Moran has been on leave from his URI position since January 2012 to serve as a program director at the National Science Foundation, where he was responsible for administering approximately $25 million in research grants as part of the Chemical Oceanography Program in the NSF Division of Ocean Sciences.
“Brad’s broad experience in oceanographic research, university and federal administration, and outreach to both state and federal agencies makes him an outstanding addition to the White House Office of Science and Technology Policy,” said Bruce Corliss, dean of the URI Graduate School of Oceanography. “He will be a strong advocate for the oceanographic community in his new role, and we’re very pleased that he has been selected for this important position.”
At URI, Moran envisioned and implemented the nation’s first Masters of Business Administration-Masters of Oceanography dual degree, dubbed the Blue MBA. He has published over 100 peer-reviewed journal articles and book sections, participated in 67 research cruises, and successfully competed for approximately $40 million in grant funding from the National Science Foundation, Office of Naval Research, National Oceanic and Atmospheric Administration, and other federal and state agencies.

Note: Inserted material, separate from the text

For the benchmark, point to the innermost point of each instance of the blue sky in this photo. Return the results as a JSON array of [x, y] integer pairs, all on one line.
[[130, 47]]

Moran was co-chair of the Energy and Environment Collaborative for the Ocean State Consortium of Advanced Resources and co-chair of the Energy Efficiency Working Group of the Green Economy Network for the State Economic Development Council. He also conceived and led the Green the Knowledge District project in the City of Providence.
He received a bachelor of science in chemistry from Concordia University, a doctorate in oceanography from Dalhousie University, and conducted his postdoctoral research at the Woods Hole Oceanographic Institution.